NAB: Do you have books that you haven’t read?

ASB: Not before. Now I do. I’ve got quite a lot of books that I haven’t read, and these are of two kinds, three kinds really. They’re the ones I’ve bought because I know I need them for my research, and I haven’t yet got round to reading them. There are the ones I’ve bought because they look quite interesting, and I haven’t got around to reading those as well. And then there are the ones that people send me, and in my position you get sent hundreds of books. Some of them come from the author saying, “Please write something for the back of my book.” Some of those come from the publisher. One came from my own publisher not long ago.

The only way I can deal with all of this is to write back to absolutely every single one, even my best friend, and say, “No, I will not write anything on the back of anybody’s book, ever.” And I say that if I write a review, then obviously you can quote my review, but that’s public. I don’t like the private back scratching, and also the only way I can cope with the people is to make it quite clear to them that I won’t even consider it.

NAB: Briefly, to get back to Possession, was that a liberating book for you in that it’s been called the breakthrough book?
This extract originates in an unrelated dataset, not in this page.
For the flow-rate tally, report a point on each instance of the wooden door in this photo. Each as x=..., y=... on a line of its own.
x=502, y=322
ASB: Yes, it was a breakthrough book, and it was a liberating book, partly because it actually was quite easy to write—although it looks very complicated—and partly because everybody liked it so much. Almost nobody disliked it, as far as I can see, which ought to make one a bit suspicious of it.

NAB: Are you fearful of so much public approbation?

ASB: Well, what I feel is that after that much public approbation, this sort of cut-and-thrust young journalist will decide that you need taking down a peg or two, that you need to be cut down to size. They think somehow that because you have been well received you must now be mocked, and this is very tedious. I’ve seen it happen to other people so much that I know it’s not personal.

I’m not very good at being famous. On the whole, I would much rather be at home writing a book than being on a book tour. But it is nice having the money, apart from anything else.

NAB: What do you feel about books in the future? Do you have a sense?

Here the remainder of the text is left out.